Now, let us see where the attention works.

So neural machine translation had lots of problems with long sentences.

You can see that blue score for long sentences is really lower,

though it is really okay for short ones.

Neural machine translation with attention can solve this problem,

and it performs really nice for even long sentences.

Well, this is really intuitive because attention helps to

focus on different parts of the sentence when you do your predictions.

And for long sentences,

it is really important because, otherwise,

you have to encode the whole sentence into just one vector,

and this is obviously not enough.

Now, to better understand those alpha IJ ways that we have learned with the attention,

let us try to visualize them.

This weights can be visualized with I by J matrices.

Let's say, what is the best promising place in

the encoder for every place in the decoder?

So with the light dot here,

you can see those words that are aligned.

So you see this is a very close analogy to word alignments that we have covered before.

We just learn that these words are somehow similar,

relevant, and we should look into this once to translate them to another language.

And this is also a good place to note

that we can use some techniques from traditional methods,

from words alignments and incorporate them to neural machine translation.

For example, priors for words alignments can

really help here for neural machine translation.

Now, do you think that this attention technique is really

similar to how humans translate real sentences?

I mean, humans also look into some places and then translate this places.

They have some attention.

Do you see any differences?

Well, actually there is one important difference here.

So humans save time with attention because

they look only to those places that are relevant.

On the contrary, here,

we waste time because to guess what is the most relevant place,

we first need to check out all the places and compute

similarities for the whole encoder states.

And then just say, "Okay,

this piece of the encoder is the most meaningful."

Now, the last story for this video is how to

make this attention save time, not waste time.

It is called local attention,

and the idea is rather simple.

We say, let us first time try to predict what is the best place to look at.

And then after that,

we will look only into some window around this place.

And we will not compute similarities for the whole sequence.

Now, first, how you can predict the best place.

One easy way would be to say, "You know what?

Those matrices should be strictly diagonal,

and the place for position J should be J."

Well, for some languages,

it might be really bad if you have

some different orders and then you can try to predict it.

How do you do this?

You have this sigmoid for something complicated.

This sigmoid gives you probability between zero to one.

And then you scale this by the length of the input sentence I.

So you see that this will be indeed something in between zero and I,

which means that you will get some position in the input sentence.
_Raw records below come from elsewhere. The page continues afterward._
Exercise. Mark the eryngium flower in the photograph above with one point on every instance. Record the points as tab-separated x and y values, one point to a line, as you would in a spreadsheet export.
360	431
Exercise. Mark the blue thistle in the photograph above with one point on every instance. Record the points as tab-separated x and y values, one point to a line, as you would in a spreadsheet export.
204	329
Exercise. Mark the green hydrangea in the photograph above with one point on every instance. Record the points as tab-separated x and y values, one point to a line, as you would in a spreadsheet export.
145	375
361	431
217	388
Now, what is inside those sigmoid?

Well, you see a current decoder state sj,

and you just apply some transformations as usual in neural networks.

Anyway, so when you have this aj position,

you can just see that you need to look only into this window and

compute similarities for attention alphas as usual,

or you can also try to use some Gaussian to say that

actually those words that are in the middle of the window are even more important.
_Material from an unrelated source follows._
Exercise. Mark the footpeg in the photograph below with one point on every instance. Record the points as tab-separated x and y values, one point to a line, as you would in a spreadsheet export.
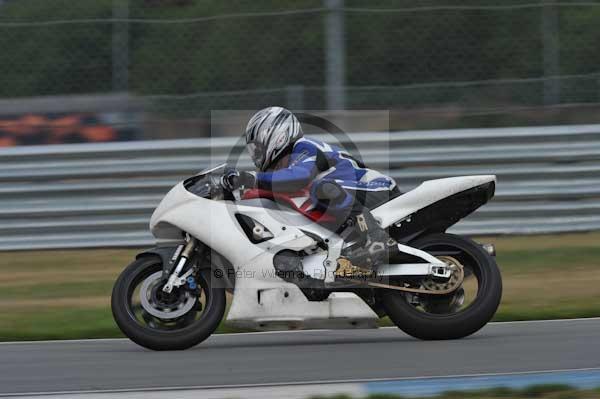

So you can just multiply some Gaussian priors

by those alpha weights that we were computing before.

Now, I want to show you the comparison of different methods.

You can see here that we have global attention and local attention.

And for local attention, we have monotonic predictions and predictive approach.

And the last one performs the best.

Do you remember what is inside the brackets here?

These are different ways to compute similarities for attention weights.

So you remember dot product and multiplicative attention?

And, also, you could have location-based attention,

which is even more simple.

It says that we should just take sj and use it to compute those weights.

This is all for that presentation,

and I am looking forward to see you in the next one.